Counsel for the Defendant also contended that the 5 leases granted to the Plaintiff are not a "tenancy exempt
from registration" pursuant to Sections 213 and 223(2) of the National Land Code 1965. In fact, they are
registered leases for 88 years and as such Counsel contended that they do not come within Section 7(2) of
the Specific Relief Act 1950 and hence the Defendant can enforce its right to recover the Project land
against the Plaintiff as occupier without resorting to "proceedings in the Court". This is a rather interesting
and novel submission on a point of law. I would have thought that as Section 7(2) of the Specific Relief Act
1950 affords protection to a tenant under a tenancy of less than 3 years, a registered lessee of 88 years as in
this case, would be afforded a better right against self-help and that the Defendant ought to obtain an order
for the forfeiture of the leases before it can attempt to repossess the Project land.
Balance of convenience
[56] As for the balance of convenience, it is the Defendant's case that as the Plaintiff is not in a financial
position to recommence construction work on the Project and to complete it, it would be better for the
Defendant to repossess the Project land and take steps to have the Project completed and that it would be in
the public interest to do so. (SeeTenaga Nasional Berhad v Dolomite Industrial Park Sdn Bhd [2001] 1 CLJ
695 CA). The Plaintiff should not be allowed to remain on the Project land and do nothing and at the same
time restrain the Defendant from getting on with the completion of the Project through a third party.
[57] It will not be quite correct to say that the Plaintiff wants to remain on the Project land and do nothing as it
has every intention to proceed with the resolution of the disputes through arbitration. The scales of justice will
be balanced in this case with the Defendant made to wait a little longer pending the resolution of all disputes
by the arbitrator.
[59] The Defendant has also clearly expressed its intention to secure a third party to take over the Project
from the Plaintiff and to complete it.
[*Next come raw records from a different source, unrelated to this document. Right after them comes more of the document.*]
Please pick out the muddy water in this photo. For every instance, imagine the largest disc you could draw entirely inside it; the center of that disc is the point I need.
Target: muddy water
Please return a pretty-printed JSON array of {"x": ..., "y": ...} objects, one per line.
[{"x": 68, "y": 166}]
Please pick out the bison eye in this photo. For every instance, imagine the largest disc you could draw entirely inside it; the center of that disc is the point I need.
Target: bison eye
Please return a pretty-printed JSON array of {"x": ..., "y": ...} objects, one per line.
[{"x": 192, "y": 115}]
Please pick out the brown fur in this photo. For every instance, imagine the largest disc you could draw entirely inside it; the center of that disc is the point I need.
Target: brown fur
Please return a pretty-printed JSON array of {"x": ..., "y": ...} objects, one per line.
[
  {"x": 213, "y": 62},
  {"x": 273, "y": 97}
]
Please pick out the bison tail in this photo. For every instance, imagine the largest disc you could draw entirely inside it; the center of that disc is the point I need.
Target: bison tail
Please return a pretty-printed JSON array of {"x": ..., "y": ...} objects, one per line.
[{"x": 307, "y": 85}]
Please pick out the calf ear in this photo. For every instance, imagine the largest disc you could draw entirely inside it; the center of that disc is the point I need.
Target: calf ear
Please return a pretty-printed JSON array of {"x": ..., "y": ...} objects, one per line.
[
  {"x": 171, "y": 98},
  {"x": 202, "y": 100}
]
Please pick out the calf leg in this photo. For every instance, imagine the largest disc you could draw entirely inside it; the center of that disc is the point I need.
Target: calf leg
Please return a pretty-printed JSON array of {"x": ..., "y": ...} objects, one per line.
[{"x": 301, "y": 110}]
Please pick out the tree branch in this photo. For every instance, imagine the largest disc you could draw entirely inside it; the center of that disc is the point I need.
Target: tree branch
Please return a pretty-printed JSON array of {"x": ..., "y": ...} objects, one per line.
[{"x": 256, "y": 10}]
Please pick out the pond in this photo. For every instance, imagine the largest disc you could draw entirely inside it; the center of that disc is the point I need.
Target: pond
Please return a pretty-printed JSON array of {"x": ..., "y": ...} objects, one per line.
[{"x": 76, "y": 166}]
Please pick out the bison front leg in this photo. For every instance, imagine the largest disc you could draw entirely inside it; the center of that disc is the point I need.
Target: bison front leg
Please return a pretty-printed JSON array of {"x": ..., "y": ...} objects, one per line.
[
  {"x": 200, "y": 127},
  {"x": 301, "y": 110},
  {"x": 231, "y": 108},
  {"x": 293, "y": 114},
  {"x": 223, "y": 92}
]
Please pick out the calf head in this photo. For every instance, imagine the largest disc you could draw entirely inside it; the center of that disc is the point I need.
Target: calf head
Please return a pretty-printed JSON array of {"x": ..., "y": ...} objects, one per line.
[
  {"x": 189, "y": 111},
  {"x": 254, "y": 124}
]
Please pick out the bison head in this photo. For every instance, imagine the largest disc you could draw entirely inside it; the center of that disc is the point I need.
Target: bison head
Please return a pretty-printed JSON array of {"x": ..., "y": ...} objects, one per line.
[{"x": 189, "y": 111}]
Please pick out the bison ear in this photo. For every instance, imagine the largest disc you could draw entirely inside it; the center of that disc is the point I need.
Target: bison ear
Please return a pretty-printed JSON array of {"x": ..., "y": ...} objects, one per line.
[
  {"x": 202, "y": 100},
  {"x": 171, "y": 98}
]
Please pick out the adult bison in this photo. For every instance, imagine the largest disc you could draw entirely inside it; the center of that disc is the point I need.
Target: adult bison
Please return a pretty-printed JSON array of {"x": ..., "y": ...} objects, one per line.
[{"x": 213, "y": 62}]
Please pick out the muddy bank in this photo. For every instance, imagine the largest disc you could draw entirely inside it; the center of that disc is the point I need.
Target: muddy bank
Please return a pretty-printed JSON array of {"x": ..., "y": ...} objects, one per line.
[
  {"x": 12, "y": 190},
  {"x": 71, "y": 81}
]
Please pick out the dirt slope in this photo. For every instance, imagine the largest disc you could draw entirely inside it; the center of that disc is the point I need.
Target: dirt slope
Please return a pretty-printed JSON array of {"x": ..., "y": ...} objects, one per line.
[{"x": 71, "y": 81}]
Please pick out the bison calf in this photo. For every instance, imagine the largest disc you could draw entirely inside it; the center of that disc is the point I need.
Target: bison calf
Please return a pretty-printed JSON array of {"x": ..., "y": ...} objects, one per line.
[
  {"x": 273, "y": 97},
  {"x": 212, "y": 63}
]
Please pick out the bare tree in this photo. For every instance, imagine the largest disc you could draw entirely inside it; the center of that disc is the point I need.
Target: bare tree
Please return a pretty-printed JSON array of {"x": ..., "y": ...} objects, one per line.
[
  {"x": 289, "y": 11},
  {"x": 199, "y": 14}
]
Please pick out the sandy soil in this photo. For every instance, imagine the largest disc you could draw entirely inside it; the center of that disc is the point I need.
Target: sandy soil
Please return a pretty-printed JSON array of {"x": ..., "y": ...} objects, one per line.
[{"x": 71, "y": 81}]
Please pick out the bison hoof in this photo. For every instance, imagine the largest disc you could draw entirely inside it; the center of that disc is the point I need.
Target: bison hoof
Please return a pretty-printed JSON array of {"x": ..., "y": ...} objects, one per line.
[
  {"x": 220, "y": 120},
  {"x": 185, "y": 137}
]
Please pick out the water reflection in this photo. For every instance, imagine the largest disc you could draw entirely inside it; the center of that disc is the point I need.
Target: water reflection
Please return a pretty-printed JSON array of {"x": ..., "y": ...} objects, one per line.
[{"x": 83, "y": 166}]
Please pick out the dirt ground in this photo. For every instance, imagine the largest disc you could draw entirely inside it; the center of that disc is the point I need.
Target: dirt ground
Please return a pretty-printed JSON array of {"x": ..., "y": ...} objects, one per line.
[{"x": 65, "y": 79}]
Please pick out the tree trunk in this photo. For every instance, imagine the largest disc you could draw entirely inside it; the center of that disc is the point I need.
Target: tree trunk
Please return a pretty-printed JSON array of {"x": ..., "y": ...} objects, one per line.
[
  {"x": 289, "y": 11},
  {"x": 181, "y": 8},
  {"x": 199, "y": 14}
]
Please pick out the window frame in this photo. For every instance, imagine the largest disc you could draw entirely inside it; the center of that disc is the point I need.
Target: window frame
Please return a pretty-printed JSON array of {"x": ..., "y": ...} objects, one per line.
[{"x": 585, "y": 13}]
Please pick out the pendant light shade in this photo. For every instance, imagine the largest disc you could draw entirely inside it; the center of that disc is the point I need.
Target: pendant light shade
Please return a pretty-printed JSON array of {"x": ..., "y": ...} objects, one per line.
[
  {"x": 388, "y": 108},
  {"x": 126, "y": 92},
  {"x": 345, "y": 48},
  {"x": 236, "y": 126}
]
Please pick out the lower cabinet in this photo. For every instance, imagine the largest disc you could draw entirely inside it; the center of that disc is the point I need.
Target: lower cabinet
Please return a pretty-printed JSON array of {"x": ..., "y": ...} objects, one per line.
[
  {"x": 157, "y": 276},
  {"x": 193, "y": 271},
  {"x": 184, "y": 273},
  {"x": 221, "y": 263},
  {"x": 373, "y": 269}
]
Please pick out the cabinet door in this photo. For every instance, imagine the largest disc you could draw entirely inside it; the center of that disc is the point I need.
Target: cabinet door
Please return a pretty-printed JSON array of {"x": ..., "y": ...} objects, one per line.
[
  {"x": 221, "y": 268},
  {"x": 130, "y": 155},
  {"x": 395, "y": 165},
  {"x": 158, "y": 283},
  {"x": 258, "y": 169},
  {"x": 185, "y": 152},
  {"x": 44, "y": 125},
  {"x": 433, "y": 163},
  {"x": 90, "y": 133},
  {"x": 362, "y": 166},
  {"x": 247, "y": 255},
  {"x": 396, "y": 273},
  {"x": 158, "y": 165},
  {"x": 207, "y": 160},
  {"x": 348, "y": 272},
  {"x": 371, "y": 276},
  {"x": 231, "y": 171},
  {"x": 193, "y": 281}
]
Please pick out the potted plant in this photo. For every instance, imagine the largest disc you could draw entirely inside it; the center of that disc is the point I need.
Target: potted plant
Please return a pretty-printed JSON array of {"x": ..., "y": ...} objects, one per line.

In fact, the Plaintiff had requested the Plaintiffs bank, RHB Bank Bhd to
nominate a third party or to agree to the Defendant's intention to secure a third party through a tender.
[60] If the Defendant is not restrained by an order of injunction from doing so, the powers and/or jurisdiction
of the arbitrator will be fettered and the express provisions in the JVA and Lease Agreements to refer all
disputes to arbitration would be rendered quite meaningless.
[61] The justice of the case surely lies in favour of the Plaintiff to let the status quo remain until the arbitrator
has the chance to arbitrate on the disputes.
Conclusion
[64] In the result, an order in terms of prayers 1 (a) and (b) of Enclosure 1 was allowed to the Plaintiff. No
order was made on Enclosure 2 and Enclosure 10 was dismissed with costs. The arguments raised by the
Defendant in support of Enclosure 10 are the same issues canvassed by the parties as discussed above.